My Signature exactly! Image

My wife has also been called up for ESA and so is seeking help on filling out her form.

We have known for a long time about this site - http://www.benefitsandwork.co.uk/ - they charge £19.99 for a years membership but they DO seem to be VERY informative with excellent help guides, news and information. They also come highly recommended by many people. Seems to be £19.99 well spent.

Does anyone else here have any views or comments about them?
OK latest update

We have received the written report saying why they think he can work. They have noted his fits and cognitive problems, but think he still should be able to work.
We are going tomorrow to look through his GPs medical records, but I feel sure that its not going to help. The last time he had a cognitive examination was 15 years ago and he has declined since then. The only thing recent is a memory test which made him remember facts and figures. He has NO problems with that, its experiences, conversations, people - that sort of thing - that he cant remember, so the memory test showed no problems with his memory. Less than useful.
I feel sure that there wont be anything useful in it as we have pootled along, aware that he is in decline, but coped with it at home, so it really isnt documented anywhere.

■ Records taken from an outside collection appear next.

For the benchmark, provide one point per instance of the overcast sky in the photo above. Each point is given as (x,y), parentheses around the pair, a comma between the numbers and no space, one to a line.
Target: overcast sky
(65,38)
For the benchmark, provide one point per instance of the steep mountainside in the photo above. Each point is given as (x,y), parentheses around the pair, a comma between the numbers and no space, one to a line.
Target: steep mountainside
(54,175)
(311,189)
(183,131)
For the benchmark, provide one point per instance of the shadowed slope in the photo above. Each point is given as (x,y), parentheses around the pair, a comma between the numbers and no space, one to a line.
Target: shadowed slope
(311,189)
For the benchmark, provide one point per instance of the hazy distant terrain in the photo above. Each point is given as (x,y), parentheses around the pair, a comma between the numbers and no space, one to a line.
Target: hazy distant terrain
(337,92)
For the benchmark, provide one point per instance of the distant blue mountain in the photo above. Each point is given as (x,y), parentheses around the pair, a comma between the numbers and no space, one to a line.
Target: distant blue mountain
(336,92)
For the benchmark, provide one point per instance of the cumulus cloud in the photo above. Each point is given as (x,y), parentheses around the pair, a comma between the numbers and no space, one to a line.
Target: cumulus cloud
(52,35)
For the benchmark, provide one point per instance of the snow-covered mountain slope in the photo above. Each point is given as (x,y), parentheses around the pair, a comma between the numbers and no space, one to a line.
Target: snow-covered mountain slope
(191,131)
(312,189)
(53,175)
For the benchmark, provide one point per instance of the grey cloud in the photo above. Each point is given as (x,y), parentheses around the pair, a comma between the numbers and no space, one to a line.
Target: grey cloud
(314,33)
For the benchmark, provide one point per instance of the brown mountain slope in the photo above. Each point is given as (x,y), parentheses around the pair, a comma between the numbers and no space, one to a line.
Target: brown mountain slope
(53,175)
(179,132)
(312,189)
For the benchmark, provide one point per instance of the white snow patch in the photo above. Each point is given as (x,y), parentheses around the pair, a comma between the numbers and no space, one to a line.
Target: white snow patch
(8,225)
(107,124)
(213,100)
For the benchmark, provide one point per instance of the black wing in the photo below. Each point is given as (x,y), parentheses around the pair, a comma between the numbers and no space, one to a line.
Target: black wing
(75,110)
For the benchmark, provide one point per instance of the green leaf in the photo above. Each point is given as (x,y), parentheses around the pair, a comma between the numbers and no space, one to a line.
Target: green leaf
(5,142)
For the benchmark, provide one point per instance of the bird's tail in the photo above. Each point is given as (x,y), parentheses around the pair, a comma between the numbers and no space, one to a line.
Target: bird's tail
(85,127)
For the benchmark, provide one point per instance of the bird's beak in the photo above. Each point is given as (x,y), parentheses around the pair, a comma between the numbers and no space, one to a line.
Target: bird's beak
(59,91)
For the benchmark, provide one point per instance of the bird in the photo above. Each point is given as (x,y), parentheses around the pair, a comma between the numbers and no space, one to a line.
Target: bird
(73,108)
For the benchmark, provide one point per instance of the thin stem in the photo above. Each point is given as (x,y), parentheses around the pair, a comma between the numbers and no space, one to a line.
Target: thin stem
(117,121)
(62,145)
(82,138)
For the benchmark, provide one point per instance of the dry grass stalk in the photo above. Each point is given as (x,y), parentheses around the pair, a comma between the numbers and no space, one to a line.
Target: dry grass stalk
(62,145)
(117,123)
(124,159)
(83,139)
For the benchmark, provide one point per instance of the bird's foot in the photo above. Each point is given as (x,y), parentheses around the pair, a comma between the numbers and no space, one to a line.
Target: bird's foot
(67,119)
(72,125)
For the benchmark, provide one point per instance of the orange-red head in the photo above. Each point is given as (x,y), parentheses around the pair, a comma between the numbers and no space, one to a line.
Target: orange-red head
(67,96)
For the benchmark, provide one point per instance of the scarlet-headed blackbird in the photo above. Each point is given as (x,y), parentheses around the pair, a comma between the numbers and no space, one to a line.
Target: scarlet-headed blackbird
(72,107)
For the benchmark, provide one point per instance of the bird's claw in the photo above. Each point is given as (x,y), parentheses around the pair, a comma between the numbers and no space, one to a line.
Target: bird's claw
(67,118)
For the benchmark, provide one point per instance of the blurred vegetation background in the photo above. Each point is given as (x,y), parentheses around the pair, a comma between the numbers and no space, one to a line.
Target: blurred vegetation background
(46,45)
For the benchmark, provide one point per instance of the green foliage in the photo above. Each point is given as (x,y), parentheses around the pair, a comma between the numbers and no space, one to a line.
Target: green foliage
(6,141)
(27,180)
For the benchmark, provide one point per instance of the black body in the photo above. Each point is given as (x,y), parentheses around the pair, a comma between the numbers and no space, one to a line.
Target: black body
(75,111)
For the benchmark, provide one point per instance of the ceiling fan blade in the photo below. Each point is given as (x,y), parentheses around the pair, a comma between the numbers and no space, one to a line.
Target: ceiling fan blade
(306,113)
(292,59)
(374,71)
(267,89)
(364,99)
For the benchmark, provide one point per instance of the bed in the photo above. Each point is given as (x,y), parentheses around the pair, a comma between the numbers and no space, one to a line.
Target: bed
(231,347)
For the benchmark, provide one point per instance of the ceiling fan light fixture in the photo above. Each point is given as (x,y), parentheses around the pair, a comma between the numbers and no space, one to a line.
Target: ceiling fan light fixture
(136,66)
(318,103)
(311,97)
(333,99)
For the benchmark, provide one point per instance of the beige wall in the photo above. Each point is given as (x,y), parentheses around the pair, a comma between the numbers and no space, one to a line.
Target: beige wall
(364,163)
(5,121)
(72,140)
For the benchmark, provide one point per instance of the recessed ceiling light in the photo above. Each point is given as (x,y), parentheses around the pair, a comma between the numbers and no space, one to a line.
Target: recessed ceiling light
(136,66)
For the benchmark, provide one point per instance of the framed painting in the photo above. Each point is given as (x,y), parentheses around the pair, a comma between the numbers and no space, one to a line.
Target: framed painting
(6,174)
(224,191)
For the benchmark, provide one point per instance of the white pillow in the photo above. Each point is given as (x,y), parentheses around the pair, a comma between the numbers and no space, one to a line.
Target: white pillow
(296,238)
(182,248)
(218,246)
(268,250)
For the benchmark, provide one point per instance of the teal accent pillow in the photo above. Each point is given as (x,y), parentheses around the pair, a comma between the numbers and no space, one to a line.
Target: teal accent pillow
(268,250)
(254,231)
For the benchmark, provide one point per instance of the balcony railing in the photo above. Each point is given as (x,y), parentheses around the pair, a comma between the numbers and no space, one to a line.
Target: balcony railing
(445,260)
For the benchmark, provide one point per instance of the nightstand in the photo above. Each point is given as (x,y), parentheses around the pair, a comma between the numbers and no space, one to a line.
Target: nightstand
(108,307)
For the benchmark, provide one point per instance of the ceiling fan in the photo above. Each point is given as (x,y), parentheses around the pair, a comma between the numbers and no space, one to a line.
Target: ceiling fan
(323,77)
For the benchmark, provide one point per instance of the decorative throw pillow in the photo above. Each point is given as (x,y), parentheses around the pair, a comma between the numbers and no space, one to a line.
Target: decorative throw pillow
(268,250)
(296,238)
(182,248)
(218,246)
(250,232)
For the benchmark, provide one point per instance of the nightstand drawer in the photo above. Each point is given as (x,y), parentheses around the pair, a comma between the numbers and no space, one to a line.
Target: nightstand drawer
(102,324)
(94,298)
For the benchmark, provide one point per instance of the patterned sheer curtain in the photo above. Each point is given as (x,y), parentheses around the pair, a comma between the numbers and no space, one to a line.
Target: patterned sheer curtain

I feel really sick every time I think about it and cant concentrate on anything Image
[I feel sure that there wont be anything useful in it as we have pootled along, aware that he is in decline, but coped with it at home, so it really isnt documented anywhere].quote, Crocus.
That's the thing isn't it?It is what we do,as there is nothing really that the Drs can do to help most of the disabilities that my husband has. The disabilities are just there, they cannot be magicked away.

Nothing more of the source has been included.